How does one know where to test, and under what conditions? And if one has covered the instances that the customers are going to see? If we spend most of our time testing for the tails of the distribution, we may not have confidence in the outcomes majority of players will experience. The further you go out into testing the tail (i.e. a higher percentile) in field tests, the more tests you have to run for the data to be statistically significant (adding to the cost). Field tests are more expensive than lab tests, so it is better to use fewer field tests and more extensive lab tests.

Network engineers have been concerned with similar issues for a long time. IETF RFC 3393 addresses measurement of packet delay (latency) variations for IP Performance Metrics. Interestingly, it deprecates use of the term “jitter” due to ambiguity. It views latency as a distribution whose statistics are inferred from measurements. Network emulators are commonly used in development of networking products. Statistical parameters of the distribution are then used to configure the emulated test conditions. In that case, testing confidence is improved by long enough tests and importance sampling (stress testing). Repeatability in statistical tests can be achieved by using pseudo-random sequences.

Would one use a third party testing company for field testing?

Note that wireless LANs (WiFi) and wireless access (Mobile, Microwave, Satellite) are different kinds of beasts.
Testing over WiFi is reasonably simple, as all you need is a few kinds of hardware adapters and access points, covering the main chipsets and vendors in the market.
Testing wireless last-mile connectivity is harder, because it varies so much based on locale.

Many game developers who target console games let the platform owners (Microsoft, Sony, Nintendo) do the testing/validation. If you enter into the developer program for those platforms, you will receive recommendations that they have developed, and that they will test your game against to certify it for compliance for each platform. Because of the gatekeeper function of those companies, it's their requirements, not on-ground requirements, that matter.

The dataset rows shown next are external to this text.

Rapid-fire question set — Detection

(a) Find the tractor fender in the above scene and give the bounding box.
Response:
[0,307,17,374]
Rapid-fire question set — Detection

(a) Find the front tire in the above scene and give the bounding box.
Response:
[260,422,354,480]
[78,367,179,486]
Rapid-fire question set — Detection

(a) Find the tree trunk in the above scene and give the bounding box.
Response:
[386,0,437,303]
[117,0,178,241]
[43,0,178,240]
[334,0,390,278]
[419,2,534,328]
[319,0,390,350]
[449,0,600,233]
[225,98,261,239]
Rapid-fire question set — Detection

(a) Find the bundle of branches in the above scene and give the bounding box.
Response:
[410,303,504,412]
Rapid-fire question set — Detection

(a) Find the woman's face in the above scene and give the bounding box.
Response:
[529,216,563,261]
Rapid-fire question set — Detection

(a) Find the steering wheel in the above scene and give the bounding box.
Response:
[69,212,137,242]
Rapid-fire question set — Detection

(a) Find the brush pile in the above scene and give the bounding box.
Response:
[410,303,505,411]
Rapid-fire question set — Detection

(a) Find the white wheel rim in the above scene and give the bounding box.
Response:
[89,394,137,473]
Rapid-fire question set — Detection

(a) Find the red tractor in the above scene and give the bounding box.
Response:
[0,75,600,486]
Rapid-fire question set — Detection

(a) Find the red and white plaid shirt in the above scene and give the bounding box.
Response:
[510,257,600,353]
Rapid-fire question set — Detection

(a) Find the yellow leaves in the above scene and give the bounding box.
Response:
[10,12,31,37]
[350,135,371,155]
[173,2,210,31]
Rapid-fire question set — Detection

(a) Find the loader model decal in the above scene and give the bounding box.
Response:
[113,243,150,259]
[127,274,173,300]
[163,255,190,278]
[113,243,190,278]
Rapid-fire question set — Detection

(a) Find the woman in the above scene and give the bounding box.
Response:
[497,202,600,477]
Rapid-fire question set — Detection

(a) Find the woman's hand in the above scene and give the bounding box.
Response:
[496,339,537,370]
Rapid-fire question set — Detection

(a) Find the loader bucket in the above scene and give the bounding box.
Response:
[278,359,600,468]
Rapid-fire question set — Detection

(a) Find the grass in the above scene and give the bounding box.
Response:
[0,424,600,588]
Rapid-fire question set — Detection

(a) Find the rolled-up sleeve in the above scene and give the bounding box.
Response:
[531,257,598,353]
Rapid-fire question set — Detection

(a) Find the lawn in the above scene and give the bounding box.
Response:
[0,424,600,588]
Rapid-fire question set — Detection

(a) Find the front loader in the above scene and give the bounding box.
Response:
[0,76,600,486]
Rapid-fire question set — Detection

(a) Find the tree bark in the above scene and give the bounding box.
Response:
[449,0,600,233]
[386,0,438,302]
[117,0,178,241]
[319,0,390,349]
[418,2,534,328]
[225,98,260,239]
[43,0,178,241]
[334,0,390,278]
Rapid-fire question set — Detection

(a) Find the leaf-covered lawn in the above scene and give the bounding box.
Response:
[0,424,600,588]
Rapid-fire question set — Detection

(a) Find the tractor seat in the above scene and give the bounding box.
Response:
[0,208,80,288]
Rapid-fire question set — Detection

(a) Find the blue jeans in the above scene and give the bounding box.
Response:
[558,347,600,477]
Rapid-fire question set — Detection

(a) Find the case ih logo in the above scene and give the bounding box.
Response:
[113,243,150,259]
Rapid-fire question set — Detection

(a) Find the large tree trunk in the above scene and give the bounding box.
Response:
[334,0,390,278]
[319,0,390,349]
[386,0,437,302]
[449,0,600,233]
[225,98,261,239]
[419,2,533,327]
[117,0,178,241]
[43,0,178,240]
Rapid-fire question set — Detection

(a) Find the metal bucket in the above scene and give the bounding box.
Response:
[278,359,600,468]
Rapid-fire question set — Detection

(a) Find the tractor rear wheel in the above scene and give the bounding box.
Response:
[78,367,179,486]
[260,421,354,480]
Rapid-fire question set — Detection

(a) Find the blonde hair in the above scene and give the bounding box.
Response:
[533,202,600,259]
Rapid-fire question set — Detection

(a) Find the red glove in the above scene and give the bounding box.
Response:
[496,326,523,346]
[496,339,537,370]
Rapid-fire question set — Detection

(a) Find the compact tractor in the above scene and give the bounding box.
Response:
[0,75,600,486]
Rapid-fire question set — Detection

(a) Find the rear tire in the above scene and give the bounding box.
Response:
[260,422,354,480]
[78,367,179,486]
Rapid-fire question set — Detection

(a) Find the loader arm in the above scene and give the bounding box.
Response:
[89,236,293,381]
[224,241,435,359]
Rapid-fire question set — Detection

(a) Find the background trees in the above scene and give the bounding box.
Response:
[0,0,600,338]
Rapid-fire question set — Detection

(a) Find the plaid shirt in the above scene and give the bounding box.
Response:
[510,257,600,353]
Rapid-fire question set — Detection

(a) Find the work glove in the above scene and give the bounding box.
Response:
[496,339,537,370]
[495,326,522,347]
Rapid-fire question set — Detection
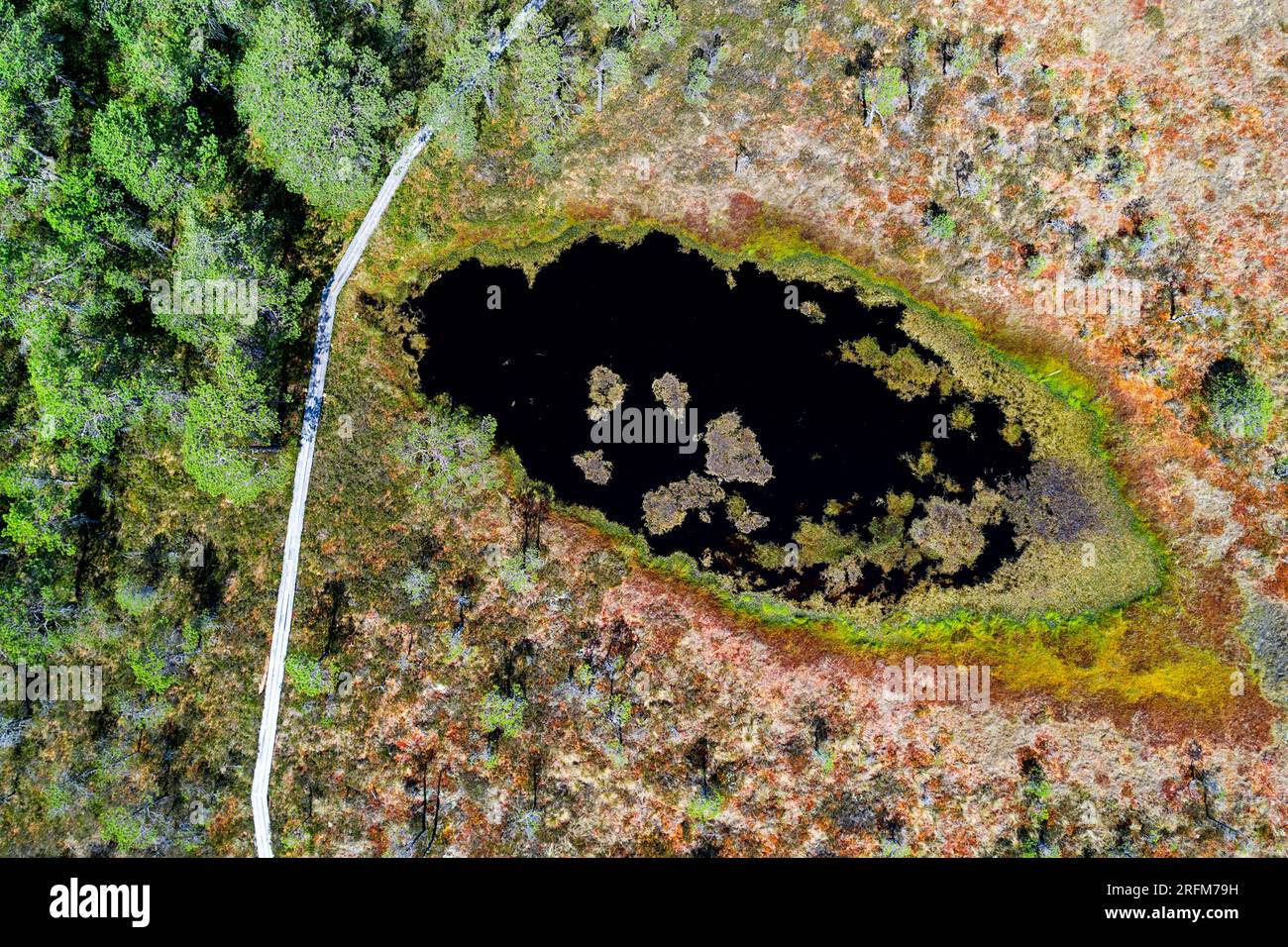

Testing cellular is harder, although you can get a few different phones or cell modems with different technologies (GPRS, 3G, 4G, LTE, WiMax, etc) and drive around town to find different levels of reception, and then run a test through those set-ups.
You may also be able to use crowd-sourcing solutions, like odesk, freelancer, etc, to run tests for you if you can clearly define the tasks and reports you need.

I doubt most game developers go to that length, though. The big ones know their networking works because they certify for the consoles and likely use very similar code for PC. The small ones have bigger problems to worry about, and probably make do with a soft network emulators like netem or wanem or gns3 or whatever. Make some educated guesses (up to 500 ms round-trip latency, up to 100 ms jitter, emulate 10% packet loss, limit bandwidth at 256 kilobit, or whatever) and call it good when it works.

Thanks again for your insight into the industry.

Latency on WiFi connections is actually just as high and variable as on cellular networks. This is due to the quality of the radio channel (fading) and the traffic, and has little to do with the hardware involved. Recent data collected over a 6-month period by OpenSignal demonstrates this point and is summarized here: http://opensignal.com/blog/2014/03/10/lte-latency-how-does-it-compare-to-other-technologies/

OpenSignal collects data from over 1.2 billion WiFi points and 800,000 cell towers.

Our limited testing confirms this as well: http://sugarcanegames.com/latencysummary2.html

This is due to the quality of the radio channel (fading) and the traffic, and has little to do with the hardware involved

I agree -- the fact that it's radio doesn't change between vendors. Unfortunately, it is also the case that some vendors hardware and drivers and firmware is better than others, and the race-to-the-bottom in cost which drives the US market means that some vendor that was great last year, may have a dud the next year :-(
If you then want to support Linux, your woes multiply.